Perspektivenwechsel in der Unternehmensnachfolge: das Search-Fund-Modell

Heino Erdmann
Heino Erdmann war bis 2021 als Vice President Finance & Operations bei Sage für die kaufmännische Steuerung der Region Zentraleuropa (Deutschland, Schweiz, Österreich und Polen) verantwortlich.  

Im Zuge der Nachfolgeregelung bei Unternehmen erhält das Search-Fund-Modell immer mehr Aufmerksamkeit. Was ist das Besondere daran und eignet es sich für unser Nachfolgeproblem im deutschen Mittelstand?
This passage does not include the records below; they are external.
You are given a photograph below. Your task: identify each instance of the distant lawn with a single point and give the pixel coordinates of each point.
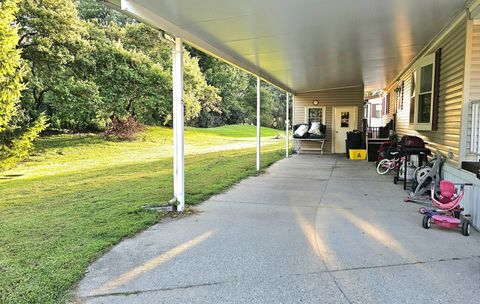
(239, 131)
(81, 194)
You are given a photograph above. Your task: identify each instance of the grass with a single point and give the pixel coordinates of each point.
(81, 194)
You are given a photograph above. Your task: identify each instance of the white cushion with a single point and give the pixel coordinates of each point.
(315, 128)
(301, 130)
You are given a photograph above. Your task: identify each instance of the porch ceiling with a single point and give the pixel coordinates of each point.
(305, 45)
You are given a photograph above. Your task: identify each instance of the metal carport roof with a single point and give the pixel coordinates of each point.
(305, 45)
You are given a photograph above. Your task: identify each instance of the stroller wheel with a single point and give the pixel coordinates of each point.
(427, 221)
(466, 228)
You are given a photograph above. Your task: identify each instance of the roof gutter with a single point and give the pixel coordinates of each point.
(140, 13)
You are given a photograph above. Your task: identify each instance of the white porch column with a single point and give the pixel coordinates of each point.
(258, 123)
(178, 126)
(286, 128)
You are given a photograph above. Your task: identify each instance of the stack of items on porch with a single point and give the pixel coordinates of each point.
(440, 198)
(355, 146)
(314, 130)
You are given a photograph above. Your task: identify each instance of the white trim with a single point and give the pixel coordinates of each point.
(463, 149)
(417, 70)
(431, 45)
(324, 114)
(258, 123)
(329, 89)
(334, 131)
(178, 125)
(140, 13)
(286, 126)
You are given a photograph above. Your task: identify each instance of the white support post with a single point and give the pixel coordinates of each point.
(286, 128)
(178, 126)
(258, 123)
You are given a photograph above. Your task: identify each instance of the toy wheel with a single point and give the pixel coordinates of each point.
(466, 228)
(427, 221)
(383, 167)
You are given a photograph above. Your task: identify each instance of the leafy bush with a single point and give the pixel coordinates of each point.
(18, 144)
(123, 129)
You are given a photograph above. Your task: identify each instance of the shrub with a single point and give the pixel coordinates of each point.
(123, 129)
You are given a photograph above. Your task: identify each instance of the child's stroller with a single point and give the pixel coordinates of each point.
(423, 177)
(449, 213)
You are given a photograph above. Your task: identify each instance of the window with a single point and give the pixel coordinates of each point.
(475, 128)
(315, 114)
(376, 111)
(421, 100)
(412, 96)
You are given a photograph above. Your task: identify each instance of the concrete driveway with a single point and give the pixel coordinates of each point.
(312, 229)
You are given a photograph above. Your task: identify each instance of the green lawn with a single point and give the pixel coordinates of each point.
(81, 194)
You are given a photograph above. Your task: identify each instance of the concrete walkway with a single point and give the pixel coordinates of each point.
(313, 229)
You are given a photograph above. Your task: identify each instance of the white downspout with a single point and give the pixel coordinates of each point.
(178, 126)
(286, 128)
(258, 124)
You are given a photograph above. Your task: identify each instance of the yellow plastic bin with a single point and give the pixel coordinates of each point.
(358, 154)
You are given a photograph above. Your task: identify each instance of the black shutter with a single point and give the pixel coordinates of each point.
(436, 89)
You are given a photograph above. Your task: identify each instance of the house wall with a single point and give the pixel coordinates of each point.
(447, 137)
(352, 96)
(473, 85)
(471, 200)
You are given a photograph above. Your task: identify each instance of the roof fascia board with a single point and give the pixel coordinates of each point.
(329, 89)
(144, 15)
(461, 16)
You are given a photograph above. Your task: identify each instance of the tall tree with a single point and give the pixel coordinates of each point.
(15, 141)
(11, 68)
(51, 37)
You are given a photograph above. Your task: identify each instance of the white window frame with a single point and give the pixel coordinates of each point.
(425, 61)
(324, 111)
(475, 128)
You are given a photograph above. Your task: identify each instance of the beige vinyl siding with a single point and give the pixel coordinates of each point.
(474, 81)
(447, 137)
(329, 98)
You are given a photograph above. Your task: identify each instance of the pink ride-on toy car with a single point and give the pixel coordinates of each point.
(449, 213)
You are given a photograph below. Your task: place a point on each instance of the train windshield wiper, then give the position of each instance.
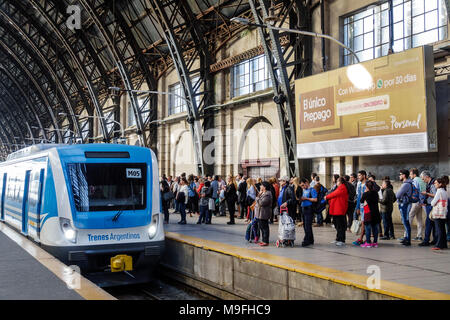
(118, 214)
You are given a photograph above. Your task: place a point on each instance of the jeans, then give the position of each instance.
(429, 226)
(404, 211)
(263, 226)
(350, 213)
(203, 213)
(166, 211)
(440, 232)
(319, 217)
(388, 225)
(307, 225)
(369, 228)
(183, 211)
(416, 211)
(340, 224)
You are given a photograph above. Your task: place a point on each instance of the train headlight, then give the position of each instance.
(153, 226)
(67, 229)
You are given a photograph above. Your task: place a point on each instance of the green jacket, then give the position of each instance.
(387, 201)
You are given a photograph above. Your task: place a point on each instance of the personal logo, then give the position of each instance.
(380, 84)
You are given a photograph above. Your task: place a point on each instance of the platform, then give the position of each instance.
(405, 272)
(29, 273)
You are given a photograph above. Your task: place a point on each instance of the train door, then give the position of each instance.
(2, 203)
(25, 203)
(35, 197)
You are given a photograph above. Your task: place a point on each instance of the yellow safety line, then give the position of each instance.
(393, 289)
(87, 290)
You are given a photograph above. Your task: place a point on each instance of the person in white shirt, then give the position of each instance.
(439, 213)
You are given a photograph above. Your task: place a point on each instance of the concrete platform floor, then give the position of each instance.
(414, 266)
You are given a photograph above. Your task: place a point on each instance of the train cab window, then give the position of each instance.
(108, 186)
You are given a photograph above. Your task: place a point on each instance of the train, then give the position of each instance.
(93, 206)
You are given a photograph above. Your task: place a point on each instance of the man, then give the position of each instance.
(242, 195)
(404, 203)
(287, 199)
(417, 208)
(313, 179)
(351, 189)
(360, 189)
(215, 185)
(429, 195)
(354, 180)
(309, 196)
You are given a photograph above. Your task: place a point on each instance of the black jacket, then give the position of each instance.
(291, 201)
(242, 188)
(230, 193)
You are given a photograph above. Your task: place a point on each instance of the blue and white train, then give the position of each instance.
(95, 205)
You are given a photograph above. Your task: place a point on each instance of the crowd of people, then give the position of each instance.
(354, 202)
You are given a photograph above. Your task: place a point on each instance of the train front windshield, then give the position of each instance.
(108, 186)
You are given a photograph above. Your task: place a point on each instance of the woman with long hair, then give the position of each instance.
(372, 215)
(298, 191)
(231, 197)
(251, 196)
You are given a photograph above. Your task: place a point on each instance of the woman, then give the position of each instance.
(338, 201)
(251, 196)
(439, 213)
(386, 208)
(205, 195)
(333, 188)
(298, 191)
(372, 216)
(263, 210)
(164, 187)
(231, 197)
(183, 198)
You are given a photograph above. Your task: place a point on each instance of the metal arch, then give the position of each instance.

Vor allem aus der Perspektive scheidender Unternehmensleiter und gleichzeitig Firmeninhaber bietet das Übernahmemodell Management-Buy-Out (MBO) viele attraktive Anreize. Dazu zählt, dass der neue Käufer aus dem eigenen Hause eine besondere Motivation hat, das Unternehmen zu erhalten und ggf. zu expandieren.

Doch wer sich als Inhaber nur darauf konzentriert, dass Kandidaten seinen Vorstellungen eines Nachfolgers entsprechen, läuft Gefahr, einige potenzielle Interessenten von vorne herein auszuschließen. Und genau hier setzt das Search-Fund-Modell an.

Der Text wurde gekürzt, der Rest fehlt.